Les matières premières dont le continent regorge intéressent la Chine. Deux produits attirent tout particulièrement Pékin: le pétrole et le coton. A elles deux, ces productions représentent, selon des chiffres de la Cnuced (Conférence des Nations Unies pour le Commerce et le développement), 68 % des importations chinoises d’Afrique. Le pétrole est la priorité des Chinois. Entre 1998 et 2005, les importations chinoises de brut africain sont passées de 100.000 à 900.000 barils /jour.

Les compagnies chinoises exploitent et surtout prospectent dans des pays qui n’ont pas encore officiellement découvert de pétrole comme le Niger ou le Mali. Les opérateurs chinois viennent aussi concurrencer Américains et européens dans certains de leurs fiefs comme l’Angola, le Congo ou le Gabon. L’intérêt chinois pour le pétrole africain est dicté par le seul besoin. Avec son taux de croissance à deux chiffres, la machine économique chinoise tourne à plein régime et recherche de nouvelles sources d’approvisionnement.

L’augmentation des achats de coton africain répond à cet appétit de matières premières mais aussi à un choix géopolitique. La Chine entend en effet devenir moins dépendante du coton américain. Entre 40% et 60% de son industrie textile tourne avec des fibres cultivées aux Etats-Unis. En une décennie le coton d’Afrique de l’ouest est passé de 2,2% des importations chinoises à plus de 15%. D’importants producteurs de coton comme le Burkina Faso ou le Bénin vendent plus de 50 % de leur récolte de coton à la Chine.

En Afrique, la Chine achète et prête. Son Plan Afrique décidé pendant la conférence de Pékin prévoit deux milliards de dollars de crédit à taux préférentiel. Cette somme s’inscrit dans un package total de cinq milliards de dollars promis par les dirigeants chinois. Pékin voudrait construire une zone de coopération économique et commerciale et doubler son aide publique au développement pour les trois prochaines années.

Selon des chiffres compilés par le Financial Times, les prêts chinois à l’Afrique sont désormais quasi égaux à ceux accordés au continent par la Banque Mondiale.

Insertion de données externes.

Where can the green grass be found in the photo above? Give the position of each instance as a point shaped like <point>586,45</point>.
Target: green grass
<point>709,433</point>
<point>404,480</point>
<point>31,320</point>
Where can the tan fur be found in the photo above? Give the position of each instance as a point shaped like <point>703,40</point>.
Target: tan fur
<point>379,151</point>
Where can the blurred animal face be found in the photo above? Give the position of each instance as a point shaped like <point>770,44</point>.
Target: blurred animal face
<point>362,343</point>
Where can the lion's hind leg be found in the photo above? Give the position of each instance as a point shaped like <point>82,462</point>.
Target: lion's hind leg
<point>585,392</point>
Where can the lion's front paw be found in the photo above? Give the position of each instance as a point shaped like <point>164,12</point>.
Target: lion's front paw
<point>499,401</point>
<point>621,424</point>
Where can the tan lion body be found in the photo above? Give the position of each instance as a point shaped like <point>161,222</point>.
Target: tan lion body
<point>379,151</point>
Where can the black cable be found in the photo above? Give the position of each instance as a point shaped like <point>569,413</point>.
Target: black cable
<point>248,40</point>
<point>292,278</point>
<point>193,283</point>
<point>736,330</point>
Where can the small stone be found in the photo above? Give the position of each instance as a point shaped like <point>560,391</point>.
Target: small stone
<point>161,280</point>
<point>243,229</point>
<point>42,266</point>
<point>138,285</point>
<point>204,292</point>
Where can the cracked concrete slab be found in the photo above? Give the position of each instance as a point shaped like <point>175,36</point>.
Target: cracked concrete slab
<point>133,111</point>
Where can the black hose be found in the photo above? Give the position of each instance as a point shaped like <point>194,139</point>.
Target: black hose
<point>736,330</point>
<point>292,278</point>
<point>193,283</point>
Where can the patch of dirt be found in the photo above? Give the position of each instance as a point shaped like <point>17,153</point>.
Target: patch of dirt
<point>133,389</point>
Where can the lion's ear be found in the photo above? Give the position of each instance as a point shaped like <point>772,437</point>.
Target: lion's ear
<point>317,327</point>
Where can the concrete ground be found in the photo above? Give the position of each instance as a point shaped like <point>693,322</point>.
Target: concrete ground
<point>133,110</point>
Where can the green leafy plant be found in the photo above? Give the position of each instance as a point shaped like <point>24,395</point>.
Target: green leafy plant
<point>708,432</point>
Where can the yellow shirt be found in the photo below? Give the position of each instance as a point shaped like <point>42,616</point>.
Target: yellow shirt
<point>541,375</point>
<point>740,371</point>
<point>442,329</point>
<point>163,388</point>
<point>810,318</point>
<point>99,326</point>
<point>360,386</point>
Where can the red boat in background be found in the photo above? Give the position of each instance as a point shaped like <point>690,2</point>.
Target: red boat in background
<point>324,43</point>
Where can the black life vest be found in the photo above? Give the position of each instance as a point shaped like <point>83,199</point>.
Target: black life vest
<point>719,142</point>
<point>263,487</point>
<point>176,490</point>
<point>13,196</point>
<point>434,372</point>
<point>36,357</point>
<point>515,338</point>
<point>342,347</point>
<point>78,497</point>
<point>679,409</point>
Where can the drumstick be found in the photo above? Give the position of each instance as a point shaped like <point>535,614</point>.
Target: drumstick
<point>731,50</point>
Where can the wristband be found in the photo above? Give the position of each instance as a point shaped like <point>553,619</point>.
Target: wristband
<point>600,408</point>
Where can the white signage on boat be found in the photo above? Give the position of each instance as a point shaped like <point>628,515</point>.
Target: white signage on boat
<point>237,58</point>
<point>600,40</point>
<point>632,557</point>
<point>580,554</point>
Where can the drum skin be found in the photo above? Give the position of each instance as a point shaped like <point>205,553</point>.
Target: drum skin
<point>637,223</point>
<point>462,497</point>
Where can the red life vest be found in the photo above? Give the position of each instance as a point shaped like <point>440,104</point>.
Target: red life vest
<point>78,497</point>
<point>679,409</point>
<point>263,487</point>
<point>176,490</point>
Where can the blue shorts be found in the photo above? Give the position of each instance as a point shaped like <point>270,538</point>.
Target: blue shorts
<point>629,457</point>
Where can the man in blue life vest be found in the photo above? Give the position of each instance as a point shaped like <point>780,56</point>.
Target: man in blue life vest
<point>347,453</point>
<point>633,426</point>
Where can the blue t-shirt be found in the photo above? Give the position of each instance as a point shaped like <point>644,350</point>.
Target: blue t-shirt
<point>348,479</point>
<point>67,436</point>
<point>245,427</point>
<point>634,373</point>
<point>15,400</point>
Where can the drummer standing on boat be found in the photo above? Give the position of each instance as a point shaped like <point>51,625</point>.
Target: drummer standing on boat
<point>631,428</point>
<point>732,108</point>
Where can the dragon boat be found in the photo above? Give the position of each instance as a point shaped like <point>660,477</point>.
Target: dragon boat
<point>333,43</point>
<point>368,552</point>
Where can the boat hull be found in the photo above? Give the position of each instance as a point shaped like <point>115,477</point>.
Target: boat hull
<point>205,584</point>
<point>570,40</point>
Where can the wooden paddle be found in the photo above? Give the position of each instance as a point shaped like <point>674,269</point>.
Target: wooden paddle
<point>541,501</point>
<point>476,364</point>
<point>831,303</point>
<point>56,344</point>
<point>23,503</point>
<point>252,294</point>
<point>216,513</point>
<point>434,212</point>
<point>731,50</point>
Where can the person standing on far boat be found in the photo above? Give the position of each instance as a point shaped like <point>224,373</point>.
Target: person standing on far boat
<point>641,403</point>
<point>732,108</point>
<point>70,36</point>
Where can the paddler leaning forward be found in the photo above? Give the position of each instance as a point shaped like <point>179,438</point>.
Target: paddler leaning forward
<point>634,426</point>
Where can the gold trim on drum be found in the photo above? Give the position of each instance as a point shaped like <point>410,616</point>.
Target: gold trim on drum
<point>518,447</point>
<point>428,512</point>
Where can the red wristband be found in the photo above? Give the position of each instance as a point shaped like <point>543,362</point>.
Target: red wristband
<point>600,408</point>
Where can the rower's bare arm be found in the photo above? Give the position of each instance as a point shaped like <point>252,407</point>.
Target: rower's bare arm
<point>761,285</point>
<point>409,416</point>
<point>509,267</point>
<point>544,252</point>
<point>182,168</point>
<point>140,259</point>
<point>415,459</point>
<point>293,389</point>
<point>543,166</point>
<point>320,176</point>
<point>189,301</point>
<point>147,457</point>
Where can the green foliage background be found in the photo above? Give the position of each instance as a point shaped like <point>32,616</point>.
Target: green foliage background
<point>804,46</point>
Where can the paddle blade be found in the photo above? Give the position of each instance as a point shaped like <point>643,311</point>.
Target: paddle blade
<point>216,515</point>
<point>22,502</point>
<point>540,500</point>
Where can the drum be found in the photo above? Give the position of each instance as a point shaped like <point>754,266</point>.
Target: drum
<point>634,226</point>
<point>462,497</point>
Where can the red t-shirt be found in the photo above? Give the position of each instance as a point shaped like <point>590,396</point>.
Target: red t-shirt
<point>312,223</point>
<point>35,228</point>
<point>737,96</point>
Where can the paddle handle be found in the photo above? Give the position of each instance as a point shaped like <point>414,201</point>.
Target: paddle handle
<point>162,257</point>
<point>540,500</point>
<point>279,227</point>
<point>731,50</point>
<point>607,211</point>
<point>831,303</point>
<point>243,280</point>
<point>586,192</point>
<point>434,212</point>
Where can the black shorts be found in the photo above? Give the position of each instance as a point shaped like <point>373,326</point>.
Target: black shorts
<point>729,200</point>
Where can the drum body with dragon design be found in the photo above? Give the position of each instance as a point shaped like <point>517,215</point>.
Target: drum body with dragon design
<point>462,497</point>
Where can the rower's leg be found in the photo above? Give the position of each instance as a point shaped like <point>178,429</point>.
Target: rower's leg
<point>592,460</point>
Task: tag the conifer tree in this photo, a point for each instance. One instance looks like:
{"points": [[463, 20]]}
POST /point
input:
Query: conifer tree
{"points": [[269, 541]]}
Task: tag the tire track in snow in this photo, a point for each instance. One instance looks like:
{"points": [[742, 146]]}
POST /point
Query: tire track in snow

Ce choix marque une différence claire avec les pratiques des pays occidentaux, qui conditionnent fréquemment leur aide à la bonne gouvernance et au mieux disant démocratique. Cette absence d’intérêt politique pour le continent constitue un retournement de situation, les premiers contacts entre l’Afrique indépendante et la Chine se sont faits sur le terrain politique.

La chine communiste a d’abord soutenu le processus de décolonisation, puis tenté de trouver un soutien diplomatique en Afrique dans sa rivalité avec Taiwan.